None of this mattered a whit to the Parole Board, notwithstanding that her sentence was far more severe than she would have had for a similar offense in any other country in the world, Afghanistan alone excepted. They acknowledged Kathy’s achievements, but denied her release solely on the basis of the “seriousness of the offense” that took place in 1981. This result was U.S. right-wing politics, pure and simple. New York’s Governor Pataki made his position against her release clear to his appointees on the Board. Rockland Police in uniform staged demonstrations, and (also in uniform) gathered signatures against her release. Murdoch’s New York Post spewed barely literate hatred against her day after day. Kathy was, in effect, re-sentenced by the police.
But, amazingly in light of the obvious dangers in a place where the police have everything their own way, a vigorous articulate citizens movement on behalf of Kathy’s release came into being right in Rockland County. Kathy again goes before the Parole Board in two years, and these brave and good people have committed themselves to keep up the fight for Kathy until she’s released. So will we. If you would like to write a word of support and solace to Kathy, the address is Kathy Boudin, No. 84G-0171, Bedford Hills Correctional Facility, PO Box 1000, Bedford Hills, New York, 10507.
MR coeditor John Bellamy Foster will participate in a book party/panel organized by the Brecht Forum/New York Marxist School and co-sponsored by Monthly Review Press to be held on Sunday, October 14 at 2:00 P.M. at 122 West 27th Street, 10th floor, in New York. The forum will discuss István Mészáros’s bold new study Socialism or Barbarism along with his earlier monumental work Beyond Capital (both published by Monthly Review Press). Other participants in the panel will include Irving Kurki, project coordinator of the Beyond Capital Education Project in the Boston area and Liz Mestres, director of the Brecht Forum. For more information contact the Brecht Forum at (212) 242-4201.

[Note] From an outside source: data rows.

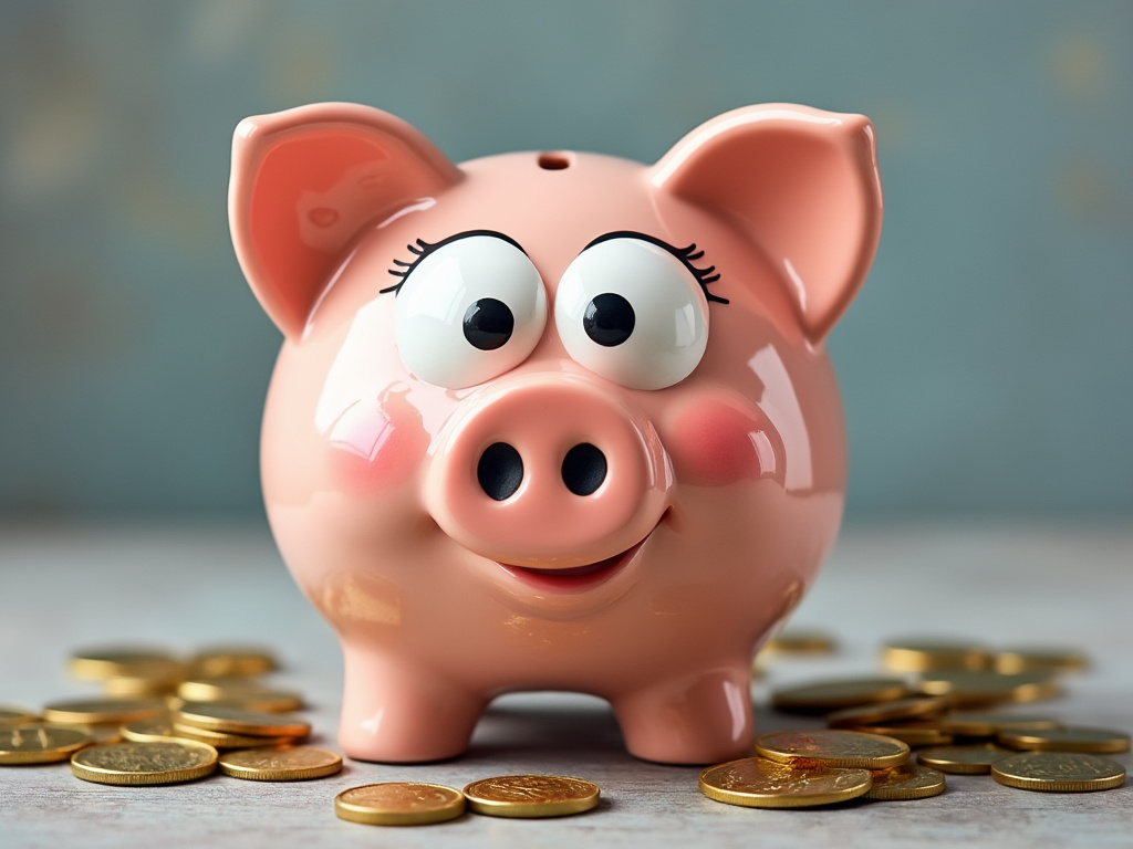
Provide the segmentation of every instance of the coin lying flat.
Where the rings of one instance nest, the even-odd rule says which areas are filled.
[[[920,764],[902,764],[874,771],[874,786],[867,799],[927,799],[939,796],[946,787],[944,773]]]
[[[364,784],[335,796],[334,813],[340,820],[367,825],[429,825],[463,814],[465,795],[444,784]]]
[[[220,769],[249,781],[305,781],[340,772],[342,756],[310,746],[242,749],[221,755]]]
[[[465,788],[470,811],[521,818],[581,814],[599,794],[597,784],[564,775],[497,775]]]
[[[826,713],[904,698],[909,688],[900,678],[835,678],[785,687],[772,693],[772,706],[796,713]]]
[[[1015,754],[991,744],[971,746],[937,746],[917,753],[917,763],[953,775],[979,775],[989,772],[991,764]]]
[[[1116,755],[1130,751],[1130,736],[1107,728],[1037,728],[1031,730],[1000,731],[999,743],[1012,748],[1036,752],[1083,752],[1094,755]]]
[[[815,766],[800,770],[764,757],[709,766],[700,792],[714,801],[749,808],[804,808],[863,796],[872,787],[869,770]]]
[[[1089,792],[1125,783],[1125,767],[1108,757],[1075,752],[1024,752],[996,761],[991,778],[1021,790]]]
[[[191,740],[111,743],[71,756],[71,772],[100,784],[176,784],[216,770],[216,749]]]
[[[823,728],[765,734],[756,740],[756,752],[769,761],[792,765],[807,761],[867,770],[896,766],[909,760],[909,745],[892,737]]]
[[[93,740],[75,728],[42,723],[0,728],[0,764],[66,761]]]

We are grieved to inform you that Richard Cloward died on Monday, August 20, in New York. He was seventy-four. Richard was one of the leaders of the welfare rights movement in the United States and a sociologist at Columbia. He was best known for a powerful series of books that he wrote together with his wife Frances Fox Piven, a professor of political science at the City University of New York, on issues related to the poor, including Regulating the Poor (1971), Poor Peoples’ Movements (1977), The New Class War (1982), and Why Americans Don’t Vote (1998). We are planning to run a piece about Richard and his contribution to mobilizing the struggle for the poor in a future issue. He was a good friend of MR and an MR author. We will miss him.
The events of September 11 are still unfolding as this issue goes to press. The November and December issues of Monthly Review will analyze them and their consequences.